Val-de-Marne : il saute d'un RER en marche pour échapper à ses agresseurs
Ses agresseurs ont été interpellés grâce aux caméras de vidéosurveillance.

Orange avec AFP, publié le samedi 28 juillet 2018 à 12h30

Un jeune homme de 18 ans s'est jeté le 15 juillet d'un RER roulant à "près de 80 km/h" au niveau de Choisy-le-Roi (Val-de-Marne) pour échapper à cinq agresseurs âgés de 14 à 17 ans, rapportent Le Parisien et France Bleu.

Les faits se sont déroulés au milieu de l'après-midi vers 16h, précise le quotidien régional. La victime, montée dans le RER C à la gare d'Ablon-sur-Seine où il réside, a vu cinq adolescents entrer dans sa rame deux arrêts plus loin à Choisy-le-Roi.

Ces derniers se sont alors dirigés vers lui pour lui asséner des gifles puis des coups de poing, avant de lui voler son téléphone portable.

"Ils se connaissaient plus ou moins"

Le jeune homme a alors tenté de se réfugier à l'étage supérieur de la rame, où personne ne lui est venu en aide. "Tu crois que parce qu'il y a du monde, on va arrêter de te frapper ?", aurait déclaré l'un de ses agresseurs. Le jeune homme a alors décidé de sauter par la fenêtre du train en marche.
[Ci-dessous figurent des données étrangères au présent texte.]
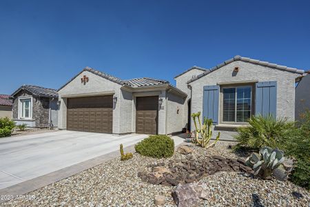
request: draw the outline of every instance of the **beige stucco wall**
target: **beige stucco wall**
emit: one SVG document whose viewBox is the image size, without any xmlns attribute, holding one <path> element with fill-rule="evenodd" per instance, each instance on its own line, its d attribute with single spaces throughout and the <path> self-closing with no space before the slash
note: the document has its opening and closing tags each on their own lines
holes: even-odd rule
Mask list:
<svg viewBox="0 0 310 207">
<path fill-rule="evenodd" d="M 4 117 L 12 119 L 12 106 L 0 106 L 0 118 Z"/>
<path fill-rule="evenodd" d="M 81 81 L 81 78 L 86 75 L 89 81 L 85 84 Z M 121 85 L 109 81 L 88 71 L 83 71 L 72 81 L 59 91 L 59 99 L 61 105 L 58 117 L 58 127 L 60 129 L 65 129 L 67 127 L 67 99 L 68 97 L 104 95 L 113 94 L 117 97 L 117 101 L 113 109 L 113 133 L 122 133 L 120 128 L 120 103 L 122 99 L 120 98 Z"/>
<path fill-rule="evenodd" d="M 235 67 L 239 72 L 233 75 Z M 234 61 L 196 81 L 190 83 L 192 87 L 192 110 L 203 111 L 203 86 L 218 83 L 245 81 L 277 81 L 277 118 L 287 117 L 294 120 L 295 79 L 300 75 L 241 61 Z M 218 117 L 220 121 L 220 116 Z"/>
<path fill-rule="evenodd" d="M 85 85 L 81 82 L 81 77 L 86 75 L 89 81 Z M 167 93 L 165 88 L 136 89 L 127 88 L 121 85 L 109 81 L 88 71 L 83 71 L 71 82 L 59 91 L 59 99 L 61 101 L 58 115 L 58 127 L 65 129 L 67 127 L 67 99 L 70 97 L 87 97 L 90 95 L 104 95 L 113 94 L 117 97 L 113 109 L 113 129 L 115 134 L 132 133 L 136 132 L 136 97 L 143 96 L 158 96 L 163 99 L 161 106 L 158 106 L 158 134 L 167 133 L 167 120 L 166 111 L 169 108 L 169 102 L 167 100 Z M 172 102 L 172 108 L 174 103 Z M 182 111 L 182 108 L 181 108 Z M 182 120 L 179 119 L 178 120 Z M 180 121 L 180 126 L 182 124 Z M 174 129 L 172 129 L 173 132 Z"/>
<path fill-rule="evenodd" d="M 167 100 L 168 102 L 167 108 L 167 133 L 179 132 L 183 128 L 185 127 L 183 119 L 183 106 L 185 104 L 185 98 L 169 92 L 167 92 Z"/>
<path fill-rule="evenodd" d="M 185 92 L 187 95 L 187 97 L 183 106 L 183 109 L 182 123 L 183 127 L 187 128 L 187 124 L 188 121 L 187 101 L 191 98 L 191 90 L 187 87 L 187 81 L 189 81 L 194 76 L 197 76 L 203 73 L 203 72 L 204 71 L 201 70 L 193 69 L 174 79 L 176 80 L 176 88 Z"/>
</svg>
Selon France Bleu, ce dernier roulait alors à "près de 80 km/h".

Les passagers ont alors tenté de donner l'alerte en essayant de joindre le conducteur du train. En vain puisque l'interphone ne marchait pas. "C'est au passage d'un autre train que la victime a été découverte inanimée", précise la radio.



Les cinq adolescents, restés dans le RER jusqu'à son terminus à la gare d'Austerlitz, ont finalement été interpellés une semaine après les faits, grâce à des images de vidéosurveillance. Quatre d'entre eux ont été écroués et déférés le jeudi 26 juillet pour "violences en réunion avec mutilation ou infirmité permanente". Le cinquième, "moins violent", a lui été placé sous contrôle judiciaire.

"Ils se connaissaient plus ou moins", a expliqué une source proche du dossier au Parisien. "Il y avait, semble-t-il, un contentieux". La victime - toujours hospitalisée - s'est vu prescrire 42 jours d'incapacité totale de travail (ITT). Il n'a pas encore pu être entendu par les enquêteurs, son état de santé ne le permettant pas.